The four mitogenomes have similar overlapping regions and gene spacers. The longest intergenic region (31–34bp) of the four species of the genus Menida appeared between trnS2 and nad1, and there were mainly three conserved overlaps, with a 8 bp overlap between trnC/trnW (AAGCTTTA) and a 7 bp overlap between atp8/atp6 and nad4/nad4L (ATGATAA) (Suppl. material 1: table S2).

Protein-coding genes

For the four studied species, nine PCGs (nad2, cox1, cox2, atp8, atp6, cox3, nad3, nad6, and cytb) were found to be coded on the majority strand (J-strand) and four PCGs (nad5, nad4, nad4L, and nad1), on the minority strand (N-strand). The longest PCG is nad5 (1707–1710 bp), while the shortest is atp8 (159 bp). Five PCGs (cox1, cox2, atp8, atp6, and nad3) did not vary in length among the four species. Most of the PCGs use ATN (ATT/ATA/ATG/ATC) as initiation codon. TTG was the second most used initiation codon, and was found in cox1, atp8, nad1, and nad6 (except in M. musiva). The coding region of most PCGs ends with the complete termination codon TAA, except cox1, cox2, and nad3, which ended with the incomplete stop codon T (Suppl. material 1: table S2).

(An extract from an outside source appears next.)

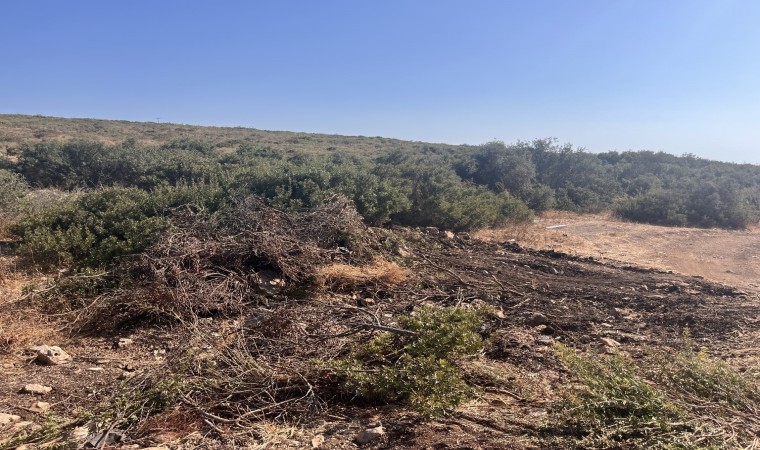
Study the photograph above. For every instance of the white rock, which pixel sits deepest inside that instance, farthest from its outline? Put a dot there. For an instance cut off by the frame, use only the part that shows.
(5, 418)
(317, 441)
(51, 355)
(369, 435)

Statistics on the relative synonymous codon usage (RSCU) of the four species showed distinct bias and similar codon usage patterns. The most frequently used codons are UUA (Leu2), while the least commonly used codons are AAC (Asn), GAC (Asp), UGC (Cys), CAC (His), AUC (Ile), UUC (Phe), and UAC (Tyr) (Fig. 2). These results indicate that the codons of the mitochondrial protein-coding genes of Menida prefer the codon ending with A/T.

Figure 2.

Relative synonymous codon usage (RSCU) in the mitogenomes of four Menida species.

To further investigate the codon usage bias among Pentatominae species, we analyzed the correlations between ENC (effective number of codons), the GC content of all codons, and the GC content of the third codon positions. We found a positive correlation between ENC and GC content for all codons (R² = 0.9199) and the third codon positions (R² = 0.959) (Fig. 3). These results are consistent with prevailing neutral mutational theories, in which genomic GC content is the most significant factor in determining codon bias among organisms.

Figure 3.

Evaluation of codon bias in the mitochondrial genomes of 40 Pentatominae species.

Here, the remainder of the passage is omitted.